Landry Shamet All 167 Three-Pointers Full Highlights (2018-19 Season Three-ilation)

Shooting shot after shot in the Clippers’ practice gym, Landry Shamet couldn’t help but notice that one of his teammates, Montrezl Harrell, was staring at him. As far as Landry could tell, he wasn’t doing anything particularly noteworthy; certainly nothing that was worth being stared at. His clothes were normal, his hair looked the same as it always did, he shooting mechanics were consistent, and he was hitting about 70% on catch-and-shoot threes, which was average for him.

When Landry’s shooting drill came to an end, Montrezl walked up to him. Montrezl still had a look of awe on his face when he asked, “Can you teach me how to do that?”

“What, how to shoot?”

Montrezl nodded eagerly. “Yeah.”

Landry looked around at all the trainers helping his teammates with various parts of their game. “Did you ask one of the numerous professionals that the Clippers employ for exactly that purpose?”

“No I didn’t. Why would I ask them when I could ask the guy who came into the league ready to shoot threes like prime Steph?”

“I don’t want to discourage you, man, but your value is outworking people inside for dunks,” Landry replied, deciding not to address the obvious fact that his own shooting ability was nowhere near the level of prime Steph Curry. “Don’t you think you’d lose some of that by turning yourself into a jumpshooter?”

“I just need to be able to take the shot if the defense is giving it to me. This isn’t like a Brook Lopez situation, where I forget about what made me a good player in the first place and just spam three-pointers like a big walking meme.”

Landry shrugged. At least Montrezl was doing it for the right reasons. “Uh, I guess I can help you. Do you wanna start now?”

Montrezl shook his head adamantly. “No way. Nobody can know I’m doing this. Coach said that I can work on my midrange, but he doesn’t want me to add the three to my arsenal.”

Now Landry was feeling apprehensive. If he helped out Montrezl, he would be in direct conflict with his coach. That would be fine if Montrezl turned out to be a competent three-point shooter, but Landry would be complicit if Montrezl came into the season bricking threes. “So, what, we go to another gym?”

“No. Even better. You make a series of instructional videos for me and privately upload them to YouTube so I can watch them on my phone.” Montrezl seemed very excited by this concept. “Then I can even play them on repeat when I’m sleeping, as long as you come up with some wisdom-filled shooting mantra that can subconsciously affect my subconscious.”

Landry wanted to protest, but a trainer was coming over, and Montrezl bolted from the conversation before any more could be said.

Setting up his tripod in the empty gym, Landry wondered why he was even doing this. Maybe he thought that Montrezl would pay him a large amount of money for personalized shooting instruction videos.

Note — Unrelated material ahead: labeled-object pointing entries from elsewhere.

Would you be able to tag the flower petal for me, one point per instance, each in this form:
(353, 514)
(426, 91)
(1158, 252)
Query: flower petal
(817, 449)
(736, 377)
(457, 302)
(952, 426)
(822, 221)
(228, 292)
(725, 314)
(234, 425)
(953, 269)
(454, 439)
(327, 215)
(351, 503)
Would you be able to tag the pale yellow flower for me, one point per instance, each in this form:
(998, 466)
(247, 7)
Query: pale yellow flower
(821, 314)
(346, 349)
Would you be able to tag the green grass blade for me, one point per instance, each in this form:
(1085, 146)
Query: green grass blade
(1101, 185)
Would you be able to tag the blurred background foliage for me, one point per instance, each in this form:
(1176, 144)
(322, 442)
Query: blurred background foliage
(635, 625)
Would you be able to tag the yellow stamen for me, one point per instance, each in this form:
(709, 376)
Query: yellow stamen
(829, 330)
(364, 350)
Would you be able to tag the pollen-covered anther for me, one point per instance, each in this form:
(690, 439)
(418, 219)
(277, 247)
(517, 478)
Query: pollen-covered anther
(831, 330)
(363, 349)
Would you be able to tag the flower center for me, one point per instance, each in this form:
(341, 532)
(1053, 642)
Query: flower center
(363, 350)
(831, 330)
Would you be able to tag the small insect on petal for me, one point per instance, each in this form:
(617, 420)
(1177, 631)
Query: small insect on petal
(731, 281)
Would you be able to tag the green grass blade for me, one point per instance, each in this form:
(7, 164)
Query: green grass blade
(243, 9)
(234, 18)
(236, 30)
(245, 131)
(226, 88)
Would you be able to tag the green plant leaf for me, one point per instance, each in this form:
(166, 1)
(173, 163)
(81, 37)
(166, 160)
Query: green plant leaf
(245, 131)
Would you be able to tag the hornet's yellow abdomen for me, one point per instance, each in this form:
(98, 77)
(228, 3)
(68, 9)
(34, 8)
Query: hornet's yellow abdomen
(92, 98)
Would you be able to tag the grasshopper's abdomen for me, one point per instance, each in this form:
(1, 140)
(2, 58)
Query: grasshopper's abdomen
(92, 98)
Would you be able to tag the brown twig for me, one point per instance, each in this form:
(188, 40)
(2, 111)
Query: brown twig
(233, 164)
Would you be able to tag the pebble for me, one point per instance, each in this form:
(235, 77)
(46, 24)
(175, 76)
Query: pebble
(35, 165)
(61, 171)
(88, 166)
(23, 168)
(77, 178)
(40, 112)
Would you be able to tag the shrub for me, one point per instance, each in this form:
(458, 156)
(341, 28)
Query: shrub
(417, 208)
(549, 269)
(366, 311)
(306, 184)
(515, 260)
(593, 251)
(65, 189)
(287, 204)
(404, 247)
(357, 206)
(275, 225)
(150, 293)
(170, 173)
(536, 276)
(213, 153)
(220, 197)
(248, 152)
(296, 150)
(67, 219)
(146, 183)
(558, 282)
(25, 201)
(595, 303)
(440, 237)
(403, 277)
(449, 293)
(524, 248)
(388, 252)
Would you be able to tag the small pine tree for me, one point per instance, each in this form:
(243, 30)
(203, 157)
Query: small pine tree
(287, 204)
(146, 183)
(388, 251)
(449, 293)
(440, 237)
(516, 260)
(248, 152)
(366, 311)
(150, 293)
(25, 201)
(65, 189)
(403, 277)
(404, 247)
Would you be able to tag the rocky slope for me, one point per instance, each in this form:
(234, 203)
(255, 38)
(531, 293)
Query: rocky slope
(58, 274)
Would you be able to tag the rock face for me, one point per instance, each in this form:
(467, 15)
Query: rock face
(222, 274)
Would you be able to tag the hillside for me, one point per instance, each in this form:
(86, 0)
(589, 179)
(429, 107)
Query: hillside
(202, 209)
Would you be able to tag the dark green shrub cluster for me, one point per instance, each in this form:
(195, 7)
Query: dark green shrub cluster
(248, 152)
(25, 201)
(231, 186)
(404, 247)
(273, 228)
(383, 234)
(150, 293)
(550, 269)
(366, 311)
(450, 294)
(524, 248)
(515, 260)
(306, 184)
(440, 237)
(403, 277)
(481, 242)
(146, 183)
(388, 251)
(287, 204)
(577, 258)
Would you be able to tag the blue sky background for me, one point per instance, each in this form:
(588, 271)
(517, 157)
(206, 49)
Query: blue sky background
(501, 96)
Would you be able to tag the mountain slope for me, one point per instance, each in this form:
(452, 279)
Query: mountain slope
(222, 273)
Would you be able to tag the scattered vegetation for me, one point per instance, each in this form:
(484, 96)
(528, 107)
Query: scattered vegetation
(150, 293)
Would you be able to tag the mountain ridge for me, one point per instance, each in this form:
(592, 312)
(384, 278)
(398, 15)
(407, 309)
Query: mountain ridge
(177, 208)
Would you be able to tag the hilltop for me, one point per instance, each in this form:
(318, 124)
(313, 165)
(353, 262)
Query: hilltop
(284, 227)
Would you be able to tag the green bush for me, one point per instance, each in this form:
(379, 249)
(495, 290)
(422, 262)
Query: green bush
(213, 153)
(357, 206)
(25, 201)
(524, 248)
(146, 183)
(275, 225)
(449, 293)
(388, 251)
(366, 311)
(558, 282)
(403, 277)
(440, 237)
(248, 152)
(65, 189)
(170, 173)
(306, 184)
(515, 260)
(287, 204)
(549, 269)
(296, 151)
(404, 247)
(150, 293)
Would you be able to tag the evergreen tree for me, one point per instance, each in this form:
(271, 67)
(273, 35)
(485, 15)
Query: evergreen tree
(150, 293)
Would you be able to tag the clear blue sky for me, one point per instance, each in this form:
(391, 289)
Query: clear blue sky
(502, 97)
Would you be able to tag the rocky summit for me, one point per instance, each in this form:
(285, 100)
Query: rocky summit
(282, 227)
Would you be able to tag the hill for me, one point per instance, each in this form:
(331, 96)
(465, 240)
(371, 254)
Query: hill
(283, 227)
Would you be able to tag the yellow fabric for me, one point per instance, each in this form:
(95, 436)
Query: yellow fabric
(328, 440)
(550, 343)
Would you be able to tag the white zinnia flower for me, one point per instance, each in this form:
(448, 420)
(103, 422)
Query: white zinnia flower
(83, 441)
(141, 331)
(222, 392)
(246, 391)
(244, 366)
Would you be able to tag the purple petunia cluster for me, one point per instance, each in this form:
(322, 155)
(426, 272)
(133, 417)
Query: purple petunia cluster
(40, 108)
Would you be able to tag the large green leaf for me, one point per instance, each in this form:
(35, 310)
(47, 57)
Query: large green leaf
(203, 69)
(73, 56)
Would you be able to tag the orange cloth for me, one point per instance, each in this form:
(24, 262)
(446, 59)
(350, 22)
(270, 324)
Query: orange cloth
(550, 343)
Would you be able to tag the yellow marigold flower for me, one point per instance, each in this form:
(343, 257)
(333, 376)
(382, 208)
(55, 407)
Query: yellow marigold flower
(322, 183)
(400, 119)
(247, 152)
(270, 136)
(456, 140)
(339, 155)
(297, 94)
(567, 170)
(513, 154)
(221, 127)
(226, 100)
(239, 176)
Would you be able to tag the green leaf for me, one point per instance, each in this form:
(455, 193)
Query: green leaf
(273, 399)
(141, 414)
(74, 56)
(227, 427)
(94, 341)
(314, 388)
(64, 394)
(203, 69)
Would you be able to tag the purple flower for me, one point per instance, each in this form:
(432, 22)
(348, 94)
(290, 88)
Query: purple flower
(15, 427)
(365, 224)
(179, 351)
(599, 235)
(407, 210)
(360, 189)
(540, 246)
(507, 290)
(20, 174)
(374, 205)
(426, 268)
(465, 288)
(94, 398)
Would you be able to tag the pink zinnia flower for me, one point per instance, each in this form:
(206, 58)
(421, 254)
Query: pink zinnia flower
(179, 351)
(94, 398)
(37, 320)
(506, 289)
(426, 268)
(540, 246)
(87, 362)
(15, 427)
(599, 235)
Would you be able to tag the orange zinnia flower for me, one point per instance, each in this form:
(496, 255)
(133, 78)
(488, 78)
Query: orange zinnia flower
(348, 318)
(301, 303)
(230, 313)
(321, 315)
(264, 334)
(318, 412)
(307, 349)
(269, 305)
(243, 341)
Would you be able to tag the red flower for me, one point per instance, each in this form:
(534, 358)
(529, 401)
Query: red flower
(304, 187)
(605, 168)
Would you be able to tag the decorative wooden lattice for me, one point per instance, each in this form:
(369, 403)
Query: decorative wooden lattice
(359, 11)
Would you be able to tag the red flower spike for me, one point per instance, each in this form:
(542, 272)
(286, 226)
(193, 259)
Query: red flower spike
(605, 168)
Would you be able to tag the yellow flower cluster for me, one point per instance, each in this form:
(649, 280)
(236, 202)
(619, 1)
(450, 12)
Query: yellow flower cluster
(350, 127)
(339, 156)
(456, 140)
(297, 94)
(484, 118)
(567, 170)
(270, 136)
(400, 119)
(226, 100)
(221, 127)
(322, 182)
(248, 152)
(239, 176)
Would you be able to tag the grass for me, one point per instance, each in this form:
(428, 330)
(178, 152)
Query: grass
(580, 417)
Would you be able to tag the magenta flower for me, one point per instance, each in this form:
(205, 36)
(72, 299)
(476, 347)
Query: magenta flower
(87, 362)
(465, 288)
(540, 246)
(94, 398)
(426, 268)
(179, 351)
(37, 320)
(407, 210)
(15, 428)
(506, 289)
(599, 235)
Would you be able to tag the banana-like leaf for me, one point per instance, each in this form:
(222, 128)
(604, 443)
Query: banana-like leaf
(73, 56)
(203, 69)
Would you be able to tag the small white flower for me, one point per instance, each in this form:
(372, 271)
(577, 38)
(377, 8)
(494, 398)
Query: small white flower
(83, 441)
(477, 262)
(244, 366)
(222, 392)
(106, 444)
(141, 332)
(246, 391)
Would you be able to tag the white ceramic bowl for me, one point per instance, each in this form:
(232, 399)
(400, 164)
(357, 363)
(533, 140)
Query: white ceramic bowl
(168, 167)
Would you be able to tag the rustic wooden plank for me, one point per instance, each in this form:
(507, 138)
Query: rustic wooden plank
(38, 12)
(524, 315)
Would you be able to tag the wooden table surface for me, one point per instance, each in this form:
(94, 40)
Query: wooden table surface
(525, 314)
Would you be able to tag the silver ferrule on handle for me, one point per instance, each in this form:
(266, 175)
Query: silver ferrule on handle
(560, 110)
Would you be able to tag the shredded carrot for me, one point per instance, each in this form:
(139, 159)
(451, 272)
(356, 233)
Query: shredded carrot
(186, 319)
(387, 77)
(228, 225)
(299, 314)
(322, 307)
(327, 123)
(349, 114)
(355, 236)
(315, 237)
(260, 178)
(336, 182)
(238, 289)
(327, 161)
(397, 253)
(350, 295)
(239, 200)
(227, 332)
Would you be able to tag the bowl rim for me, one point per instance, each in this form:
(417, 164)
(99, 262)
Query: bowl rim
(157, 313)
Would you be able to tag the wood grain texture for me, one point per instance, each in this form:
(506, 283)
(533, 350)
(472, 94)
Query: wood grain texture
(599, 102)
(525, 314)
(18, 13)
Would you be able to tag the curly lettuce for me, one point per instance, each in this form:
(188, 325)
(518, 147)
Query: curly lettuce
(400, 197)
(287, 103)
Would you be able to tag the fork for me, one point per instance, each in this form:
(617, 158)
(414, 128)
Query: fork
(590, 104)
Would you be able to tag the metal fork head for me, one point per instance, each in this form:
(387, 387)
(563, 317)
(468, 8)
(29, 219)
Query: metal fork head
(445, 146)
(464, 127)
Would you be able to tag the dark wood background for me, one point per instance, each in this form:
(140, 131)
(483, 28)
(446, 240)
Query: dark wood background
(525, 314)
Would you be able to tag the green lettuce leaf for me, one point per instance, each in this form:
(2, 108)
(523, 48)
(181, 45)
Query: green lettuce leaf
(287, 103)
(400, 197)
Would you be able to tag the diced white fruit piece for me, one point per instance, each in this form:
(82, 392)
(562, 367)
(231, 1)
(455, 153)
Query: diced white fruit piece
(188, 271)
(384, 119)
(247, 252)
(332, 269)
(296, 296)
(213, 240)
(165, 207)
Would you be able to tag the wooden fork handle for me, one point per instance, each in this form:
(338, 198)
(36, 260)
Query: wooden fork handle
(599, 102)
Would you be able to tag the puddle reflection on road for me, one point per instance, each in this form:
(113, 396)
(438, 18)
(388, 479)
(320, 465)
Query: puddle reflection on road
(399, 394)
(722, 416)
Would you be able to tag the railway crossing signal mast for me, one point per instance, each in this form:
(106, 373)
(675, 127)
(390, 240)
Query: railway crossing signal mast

He would at least reimburse him the cost of the fancy new tripod to hold his iPhone, right? And the cost of renting out an entire gym for a day so that no randos would show up on screen?

When the phone was positioned correctly and ready to record, Landry went over the script again in his head. He would start with a demonstration of proper shooting form: planted feet, squared shoulders, smooth follow-through. Then he would shoot the ball a bunch of times, reiterating key points as he did. Then he would get up close to the camera and say the shooting mantra so that Montrezl could become a better shooter while he slept. Easy enough, he thought as he hit “record”.

The filming went well, but Landry did multiple takes of everything just to be safe. He had deleted almost everything off his phone in order to have ample space to record. There was a stretch where he made forty three-pointers in a row, so he knew he would include that. If the video worked for Montrezl and turned him into a shooter, he might even make it publicly available on YouTube and fashion himself as an instructional video entrepreneur.

“Hey Trez, I just sent you the link to the video I made,” Landry said, walking up to Montrezl in the practice gym.

“Thanks, but I don’t need it anymore,” Montrezl said, holding up a DVD case. “Check out what Paul was selling!”

Landry looked closer at the DVD packaging. “Paul George’s Shooting Secrets” said the title. A quote from Paul was in big text at the bottom: “I played with Russell Westbrook so I know what NOT to do when it comes to shooting!”

Upset that all his hard work was for nothing, Landry angrily replied, “Can you at least pay me for the gym I rented?”

“Oh yeah, I already wrote you a check,” Montrezl said, handing Landry a check which was made out for $200,000. “Ballmer just gave me a bonus so I’m loaded right now. Thanks for trying to help me learn to shoot.”

Landry looked at the check, then back up at his teammate. “No problem.”